DR-Arena: an Automated Evaluation Framework for Deep Research Agents
Yiwen Gao | Ruochen Zhao | Yang Deng | Wenxuan Zhang
Proceedings of the 64th Annual Meeting of the Association for Computational Linguistics (Volume 1: Long Papers)
Yiwen Gao | Ruochen Zhao | Yang Deng | Wenxuan Zhang
Proceedings of the 64th Annual Meeting of the Association for Computational Linguistics (Volume 1: Long Papers)

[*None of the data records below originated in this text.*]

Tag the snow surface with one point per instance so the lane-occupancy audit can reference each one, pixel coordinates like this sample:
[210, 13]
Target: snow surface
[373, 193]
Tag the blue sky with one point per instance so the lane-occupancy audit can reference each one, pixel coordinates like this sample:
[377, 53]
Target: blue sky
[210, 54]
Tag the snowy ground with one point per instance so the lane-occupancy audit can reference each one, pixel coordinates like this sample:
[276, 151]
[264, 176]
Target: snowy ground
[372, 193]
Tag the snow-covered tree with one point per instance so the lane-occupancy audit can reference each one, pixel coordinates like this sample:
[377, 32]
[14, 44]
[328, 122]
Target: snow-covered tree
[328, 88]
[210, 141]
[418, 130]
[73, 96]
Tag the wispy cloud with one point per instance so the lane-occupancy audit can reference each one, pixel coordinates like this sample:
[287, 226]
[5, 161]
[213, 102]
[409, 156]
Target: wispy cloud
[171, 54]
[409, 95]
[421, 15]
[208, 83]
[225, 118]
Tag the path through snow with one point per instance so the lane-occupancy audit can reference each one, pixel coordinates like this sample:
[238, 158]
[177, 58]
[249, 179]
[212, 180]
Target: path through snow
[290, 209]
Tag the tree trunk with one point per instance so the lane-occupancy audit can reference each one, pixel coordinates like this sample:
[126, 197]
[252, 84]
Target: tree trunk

As Large Language Models (LLMs) increasingly operate as Deep Research (DR) Agents capable of autonomous investigation and information synthesis, reliable evaluation of their task performance has become a critical bottleneck. Current benchmarks predominantly rely on static datasets, which suffer from several limitations: limited task generality, temporal misalignment, and data contamination. To address these, we introduce DR-Arena, a fully automated evaluation framework that pushes DR agents to their capability limits through dynamic investigation. DR-Arena constructs real-time Information Trees from fresh web trends to ensure the evaluation rubric is synchronized with the live world state, and employs an automated Examiner to generate structured tasks testing two orthogonal capabilities: Deep reasoning and Wide coverage. DR-Arena further adopts Adaptive Evolvement Loop, a state-machine controller that dynamically escalates task complexity based on real-time performance, demanding deeper deduction or wider aggregation until a decisive capability boundary emerges. Experiments with six advanced DR agents demonstrate that DR-Arena achieves a Spearman correlation of 0.94 with the LMSYS Search Arena leaderboard. This represents state-of-the-art alignment with human preferences without any manual efforts, validating DR-Arena as a reliable alternative for costly human adjudication.